KALAMAZOO – The ABCs of the importance of early childhood education is a lesson many area business leaders have already learned.
But if you ask Ron Kitchens, CEO of Southwest Michigan First, he’ll say the focus for education must be on the mission and not the rhetoric.
“Our role is first and foremost that of a facilitator and collaborator,” Kitchens said. “We have about 30 people who are actively involved. They represent business, education, faith-based communities, and local government and they’re talking about what the needs are and what the contributions need to be. … The retention and growth of college graduates is something critical for us.”
His remarks came after a gathering of regional leaders representing business, education and the nonprofit sectors held Feb. 7 at the Radisson Plaza Hotel in downtown Kalamazoo.
A report by The Center for Michigan titled “The Public’s Agenda for Public Education” served as the foundation for the discussions that took place during the gathering. Phil Power, chairman of The Center for Michigan, said his organization focuses on improving policy and the political climate in Michigan from the bottom up with citizen input. The group’s focus for the past 14 months has been on early childhood education, Power said.
A diverse group of more than 7,500 Michigan residents took part in more than 250 statewide community conversations and two large-sample polls to offer their views on how best to improve student learning in the state’s K-12 education system.
Power said these residents want to see an expansion of early childhood education efforts, an improvement in teacher preparation and stronger support of educators — as well as efforts to hold educators more accountable for student success.
The increased attention on early childhood education comes as Gov. Rick Snyder proposed adding $130 million over the next two years to the state budget for early childhood education initiatives and as President Barack Obama devoted a portion of his State of the Union speech to the issue.
Kitchens said he wants to concentrate on what can happen in the next 10 years instead of looking back at what didn’t happen in the past 10 years.
John Dunn, president of Western Michigan University, and Marilyn Schlack, president of Kalamazoo Valley Community College, co-chair Southwest Michigan First’s Education Committee, whose members have been focusing on college readiness — the foundation of which begins with early childhood education.
“They’re looking at where the deficiencies are and how we as a region can get better,” Kitchens said. “We’re working with a group of manufacturers to develop short-term solutions. There are a couple thousand unfilled manufacturing jobs in this region because people have small skills gaps.
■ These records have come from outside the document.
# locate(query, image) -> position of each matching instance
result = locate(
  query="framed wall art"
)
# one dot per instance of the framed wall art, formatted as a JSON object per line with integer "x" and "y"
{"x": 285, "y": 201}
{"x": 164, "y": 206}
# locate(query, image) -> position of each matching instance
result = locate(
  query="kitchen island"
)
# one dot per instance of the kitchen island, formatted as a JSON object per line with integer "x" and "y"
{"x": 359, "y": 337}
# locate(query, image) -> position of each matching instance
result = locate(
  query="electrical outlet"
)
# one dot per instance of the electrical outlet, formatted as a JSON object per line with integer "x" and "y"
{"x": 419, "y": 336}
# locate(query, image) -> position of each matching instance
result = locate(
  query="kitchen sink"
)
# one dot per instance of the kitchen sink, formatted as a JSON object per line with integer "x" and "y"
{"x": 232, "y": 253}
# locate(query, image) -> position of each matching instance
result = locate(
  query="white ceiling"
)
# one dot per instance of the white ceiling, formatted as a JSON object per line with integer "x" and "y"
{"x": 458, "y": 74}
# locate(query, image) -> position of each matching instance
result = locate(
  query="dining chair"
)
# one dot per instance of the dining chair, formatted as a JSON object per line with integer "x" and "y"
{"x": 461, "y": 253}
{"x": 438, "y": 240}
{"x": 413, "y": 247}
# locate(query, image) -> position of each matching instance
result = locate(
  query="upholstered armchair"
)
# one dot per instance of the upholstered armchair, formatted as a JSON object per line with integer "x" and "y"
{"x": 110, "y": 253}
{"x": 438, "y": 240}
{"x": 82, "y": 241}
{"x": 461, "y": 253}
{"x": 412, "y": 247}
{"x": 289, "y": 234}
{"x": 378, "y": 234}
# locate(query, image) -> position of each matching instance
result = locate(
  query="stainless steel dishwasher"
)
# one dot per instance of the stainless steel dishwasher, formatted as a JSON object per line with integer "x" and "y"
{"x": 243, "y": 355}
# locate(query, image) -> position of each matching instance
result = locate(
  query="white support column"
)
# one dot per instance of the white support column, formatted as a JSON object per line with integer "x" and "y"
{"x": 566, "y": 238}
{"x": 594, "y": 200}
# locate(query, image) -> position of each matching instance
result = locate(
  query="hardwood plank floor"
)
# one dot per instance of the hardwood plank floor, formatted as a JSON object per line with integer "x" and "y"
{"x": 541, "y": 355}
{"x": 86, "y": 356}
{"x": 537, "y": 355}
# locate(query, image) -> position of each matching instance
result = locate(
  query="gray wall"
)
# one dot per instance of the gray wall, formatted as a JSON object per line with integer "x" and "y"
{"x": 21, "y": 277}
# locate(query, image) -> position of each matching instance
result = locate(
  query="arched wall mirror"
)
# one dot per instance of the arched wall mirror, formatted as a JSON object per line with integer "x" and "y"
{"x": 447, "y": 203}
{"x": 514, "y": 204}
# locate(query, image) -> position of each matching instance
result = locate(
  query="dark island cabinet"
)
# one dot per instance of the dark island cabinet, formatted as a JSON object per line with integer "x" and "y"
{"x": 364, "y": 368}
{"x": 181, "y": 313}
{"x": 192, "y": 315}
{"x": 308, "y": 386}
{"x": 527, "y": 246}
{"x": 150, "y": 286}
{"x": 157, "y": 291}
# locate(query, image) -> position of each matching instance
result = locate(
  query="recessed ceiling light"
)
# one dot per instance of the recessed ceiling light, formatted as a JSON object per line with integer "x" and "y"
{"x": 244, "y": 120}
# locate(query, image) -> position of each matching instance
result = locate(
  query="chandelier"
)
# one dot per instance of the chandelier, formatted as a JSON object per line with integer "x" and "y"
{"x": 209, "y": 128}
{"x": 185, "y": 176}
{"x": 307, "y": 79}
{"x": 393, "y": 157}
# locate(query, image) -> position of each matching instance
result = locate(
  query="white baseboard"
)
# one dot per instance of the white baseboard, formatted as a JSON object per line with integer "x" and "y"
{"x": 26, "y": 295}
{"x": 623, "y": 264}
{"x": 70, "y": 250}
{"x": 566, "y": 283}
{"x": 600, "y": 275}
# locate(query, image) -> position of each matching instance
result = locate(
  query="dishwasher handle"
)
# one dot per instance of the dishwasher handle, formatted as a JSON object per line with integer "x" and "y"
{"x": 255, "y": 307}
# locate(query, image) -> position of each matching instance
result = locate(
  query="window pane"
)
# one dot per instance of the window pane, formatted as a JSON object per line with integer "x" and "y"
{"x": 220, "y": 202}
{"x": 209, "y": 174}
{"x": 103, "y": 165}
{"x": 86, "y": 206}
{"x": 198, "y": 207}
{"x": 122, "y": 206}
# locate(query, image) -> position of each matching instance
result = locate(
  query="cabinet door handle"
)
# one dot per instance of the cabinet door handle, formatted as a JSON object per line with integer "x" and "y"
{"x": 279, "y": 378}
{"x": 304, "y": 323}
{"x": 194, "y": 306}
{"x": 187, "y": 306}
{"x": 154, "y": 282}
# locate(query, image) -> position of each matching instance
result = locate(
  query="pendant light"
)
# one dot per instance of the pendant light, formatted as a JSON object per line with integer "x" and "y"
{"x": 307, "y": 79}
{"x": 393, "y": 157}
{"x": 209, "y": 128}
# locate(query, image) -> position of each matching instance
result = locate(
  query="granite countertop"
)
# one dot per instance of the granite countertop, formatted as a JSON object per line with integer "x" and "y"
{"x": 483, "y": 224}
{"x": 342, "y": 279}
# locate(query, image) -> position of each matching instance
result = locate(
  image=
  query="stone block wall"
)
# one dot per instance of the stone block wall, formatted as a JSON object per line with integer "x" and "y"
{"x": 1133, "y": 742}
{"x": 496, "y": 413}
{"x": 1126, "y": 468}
“We’ve got to do a better job of defining what the real skills gaps are and remediating those shortcomings so we can participate in the economic recovery.”
However, Kitchens said, the process starts with ensuring every child has access to high-quality educational resources even before they enter the traditional K-12 school system. He said such readiness is critical to their success from elementary school through high school and college.
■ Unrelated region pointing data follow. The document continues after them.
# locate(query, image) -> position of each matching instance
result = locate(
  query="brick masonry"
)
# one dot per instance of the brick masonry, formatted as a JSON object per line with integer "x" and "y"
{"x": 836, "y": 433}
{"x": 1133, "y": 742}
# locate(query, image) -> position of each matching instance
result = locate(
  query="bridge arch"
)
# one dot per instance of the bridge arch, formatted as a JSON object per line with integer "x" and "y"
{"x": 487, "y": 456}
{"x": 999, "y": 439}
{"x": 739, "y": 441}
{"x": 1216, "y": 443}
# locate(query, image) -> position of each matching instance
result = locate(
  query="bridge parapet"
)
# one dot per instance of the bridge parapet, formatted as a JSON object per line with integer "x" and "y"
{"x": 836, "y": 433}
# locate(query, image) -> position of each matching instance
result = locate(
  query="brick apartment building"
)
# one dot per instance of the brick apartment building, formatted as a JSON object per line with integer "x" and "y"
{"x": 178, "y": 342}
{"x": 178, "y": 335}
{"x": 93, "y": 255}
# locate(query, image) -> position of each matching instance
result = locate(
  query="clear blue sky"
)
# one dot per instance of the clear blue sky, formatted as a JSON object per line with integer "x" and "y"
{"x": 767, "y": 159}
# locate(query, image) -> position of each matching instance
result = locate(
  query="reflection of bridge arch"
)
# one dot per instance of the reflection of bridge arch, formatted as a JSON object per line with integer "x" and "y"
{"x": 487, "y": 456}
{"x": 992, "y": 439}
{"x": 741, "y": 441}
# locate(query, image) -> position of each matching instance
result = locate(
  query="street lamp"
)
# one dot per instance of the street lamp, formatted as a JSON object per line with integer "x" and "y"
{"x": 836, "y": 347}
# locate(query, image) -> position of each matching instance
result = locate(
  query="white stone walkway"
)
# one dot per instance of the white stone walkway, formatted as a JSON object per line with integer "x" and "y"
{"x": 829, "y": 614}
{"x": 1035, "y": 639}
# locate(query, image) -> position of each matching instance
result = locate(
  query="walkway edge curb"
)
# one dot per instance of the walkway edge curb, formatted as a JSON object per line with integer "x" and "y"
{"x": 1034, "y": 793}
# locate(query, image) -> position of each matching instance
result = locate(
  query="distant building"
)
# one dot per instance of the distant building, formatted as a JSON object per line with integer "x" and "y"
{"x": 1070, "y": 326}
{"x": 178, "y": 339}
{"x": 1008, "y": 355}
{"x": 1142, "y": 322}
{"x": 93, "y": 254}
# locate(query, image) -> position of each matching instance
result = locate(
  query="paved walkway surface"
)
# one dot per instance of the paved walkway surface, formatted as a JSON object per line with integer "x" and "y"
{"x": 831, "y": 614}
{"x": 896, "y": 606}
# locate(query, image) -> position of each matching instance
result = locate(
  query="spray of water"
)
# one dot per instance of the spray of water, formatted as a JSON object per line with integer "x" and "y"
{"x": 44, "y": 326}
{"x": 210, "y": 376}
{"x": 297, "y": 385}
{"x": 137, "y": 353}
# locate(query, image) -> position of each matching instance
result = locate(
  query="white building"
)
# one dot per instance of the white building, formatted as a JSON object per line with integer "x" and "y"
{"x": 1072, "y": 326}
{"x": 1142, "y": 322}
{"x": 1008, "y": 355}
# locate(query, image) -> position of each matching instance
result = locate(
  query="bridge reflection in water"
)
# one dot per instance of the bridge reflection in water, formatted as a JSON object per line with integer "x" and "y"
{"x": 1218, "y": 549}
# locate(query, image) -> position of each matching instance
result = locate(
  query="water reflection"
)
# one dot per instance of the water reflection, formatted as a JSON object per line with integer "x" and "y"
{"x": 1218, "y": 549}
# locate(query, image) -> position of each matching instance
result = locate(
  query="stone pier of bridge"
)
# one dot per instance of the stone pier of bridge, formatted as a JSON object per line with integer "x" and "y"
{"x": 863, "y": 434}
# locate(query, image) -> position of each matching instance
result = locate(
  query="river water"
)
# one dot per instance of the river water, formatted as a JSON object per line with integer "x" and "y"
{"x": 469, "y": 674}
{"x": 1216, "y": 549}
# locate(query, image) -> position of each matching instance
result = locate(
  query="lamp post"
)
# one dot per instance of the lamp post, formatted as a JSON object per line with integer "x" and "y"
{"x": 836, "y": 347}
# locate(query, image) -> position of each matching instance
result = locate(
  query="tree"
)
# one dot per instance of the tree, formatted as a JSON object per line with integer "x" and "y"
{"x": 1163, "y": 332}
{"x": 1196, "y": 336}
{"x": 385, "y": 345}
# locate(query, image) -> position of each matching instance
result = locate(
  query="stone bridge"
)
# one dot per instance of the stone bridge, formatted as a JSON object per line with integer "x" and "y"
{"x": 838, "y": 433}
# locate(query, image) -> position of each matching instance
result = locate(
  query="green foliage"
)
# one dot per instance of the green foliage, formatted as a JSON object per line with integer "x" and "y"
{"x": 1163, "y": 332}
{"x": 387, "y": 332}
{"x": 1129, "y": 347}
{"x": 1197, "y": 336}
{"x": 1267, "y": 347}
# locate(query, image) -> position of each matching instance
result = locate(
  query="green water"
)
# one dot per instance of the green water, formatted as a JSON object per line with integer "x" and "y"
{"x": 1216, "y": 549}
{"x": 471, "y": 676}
“Cradle to career” is how Carrie Pickett-Erway, president and CEO of the Kalamazoo Community Foundation, defines this early childhood education initiative. She serves as chairwoman of the Learning Network of Greater Kalamazoo, which will be a unifying force to ensure all children in the county will be ready for school, post-secondary education and a career.
The Learning Network is being funded by a $6 million grant from the W.K. Kellogg Foundation and a $5 million grant from the Kalamazoo Community Foundation. Within the Learning Network, there are three Action Networks: Kindergarten Readiness, College and Career Readiness, and Adult Learning. Pickett-Erway said these action networks support the mission of the Learning Network to create and sustain a culture of learning at home, in school, at work and throughout the community.
“The Learning Network was established to be a generational initiative,” Pickett-Erway said. “We’re building a structure in the community to keep at this work and to increase educational outcomes for children. We are going deeper and broader throughout that developmental continuum.”
Scorecards and benchmarks will serve as indicators of whether or not the Learning Network is fulfilling its mission. Proposed benchmarks put together this past fall include tracking the rate of college-going high school seniors, ACT scores and FAFSA completions.
By mid-year, Pickett-Erway said measures will be set and clearly defined so “we have a clear reality of where we are today and where we’ll be in one, five or 10 years.”
Kitchens said this requires stakeholders throughout the region to take an unvarnished look at what the shortcomings are and make a concerted effort to change what that looks like.
“To have 50,000 college students within 10 or 12 minutes of my office downtown, that’s a rare infrastructure for a place our size, and it’s created an education expectation and a dialog about education that is unique to our region,” he said.